Adding to the frustration for growers is the loss of five disaster programs that expired Sept.30, 2011, increasing the urgency for a new farm bill.
Scuse says, "We need a farm bill and we need one sooner rather than later. We need a livestock indemnity and disaster programs so we can get assistance out in the country. The banking community also needs some certainty."
However, while it's not going to help the livestock industry, Anderson noted a difference from the 1988 disaster -- wider acceptance of crop insurance and the safety net it provides. "For those that didn't have coverage, it's an educational lesson in managing your risk profile."
Another difference is farmers today have stronger balance sheets than they did at that time. "And we have cheap money, and that's the only redeeming part of this scenario, but debt is debt," Anderson says. Interest rates are also lower, he noted, allowing farmers to lower the cost of funds for the expenses they can control.

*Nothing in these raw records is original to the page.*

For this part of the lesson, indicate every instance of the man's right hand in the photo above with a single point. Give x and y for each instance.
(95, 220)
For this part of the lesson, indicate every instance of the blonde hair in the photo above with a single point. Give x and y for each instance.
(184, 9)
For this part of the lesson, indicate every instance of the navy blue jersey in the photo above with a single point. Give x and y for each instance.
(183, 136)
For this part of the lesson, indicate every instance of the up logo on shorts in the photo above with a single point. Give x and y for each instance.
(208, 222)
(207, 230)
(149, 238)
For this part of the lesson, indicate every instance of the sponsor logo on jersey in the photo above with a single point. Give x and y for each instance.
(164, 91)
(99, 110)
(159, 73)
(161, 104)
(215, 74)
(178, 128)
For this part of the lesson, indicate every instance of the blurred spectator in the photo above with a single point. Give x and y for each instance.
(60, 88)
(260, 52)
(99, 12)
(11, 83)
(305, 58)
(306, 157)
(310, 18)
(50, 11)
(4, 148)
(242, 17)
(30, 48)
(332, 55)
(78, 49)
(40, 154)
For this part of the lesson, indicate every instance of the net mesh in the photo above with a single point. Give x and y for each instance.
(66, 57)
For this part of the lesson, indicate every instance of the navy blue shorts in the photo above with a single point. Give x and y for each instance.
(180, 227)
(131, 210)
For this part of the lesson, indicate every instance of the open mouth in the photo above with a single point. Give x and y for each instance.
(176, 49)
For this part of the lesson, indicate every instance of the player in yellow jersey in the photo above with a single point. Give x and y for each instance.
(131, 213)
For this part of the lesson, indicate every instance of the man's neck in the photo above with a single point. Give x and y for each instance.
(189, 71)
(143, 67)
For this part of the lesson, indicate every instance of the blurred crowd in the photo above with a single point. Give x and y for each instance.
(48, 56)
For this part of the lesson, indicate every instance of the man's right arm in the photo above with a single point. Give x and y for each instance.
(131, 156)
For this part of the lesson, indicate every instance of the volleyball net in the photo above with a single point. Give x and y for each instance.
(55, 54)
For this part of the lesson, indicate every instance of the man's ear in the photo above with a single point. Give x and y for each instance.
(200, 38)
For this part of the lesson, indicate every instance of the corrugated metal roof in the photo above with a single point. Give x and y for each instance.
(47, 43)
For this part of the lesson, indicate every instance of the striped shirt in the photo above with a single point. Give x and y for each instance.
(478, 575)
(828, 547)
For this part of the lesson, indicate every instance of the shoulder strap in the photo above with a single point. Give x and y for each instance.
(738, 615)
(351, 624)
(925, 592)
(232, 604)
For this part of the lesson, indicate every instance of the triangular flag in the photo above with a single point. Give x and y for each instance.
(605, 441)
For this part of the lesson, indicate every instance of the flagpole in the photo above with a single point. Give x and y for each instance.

With exceptions of some pockets that received showers, almost all crops south of I-96 are in trouble, according to Eric Cook from Spartan Insurance, headquartered in Ithaca. "Here in Gratiot County we're in the sweet spot of the state with some great, timely rains that the rest of the state did not receive, but that could change quickly."
To help producers and to get assistance to them, Scuse says USDA has already taken a few steps to streamline the process, including trimming the average 89 days to declare a disaster area by lifting the requirement for a request from the Governor.
"Another problem, and we actually found this last year, is the emergency loan interest rates were higher than those offered through Farm Service Agency. They are now 1% below current loans with a cap of 3.75%," he says.
Scuse also noted that in the past, there was a 25% reduction on rental rates on CRP land being used for hay or graze. The reduction has now been reduced to 10%.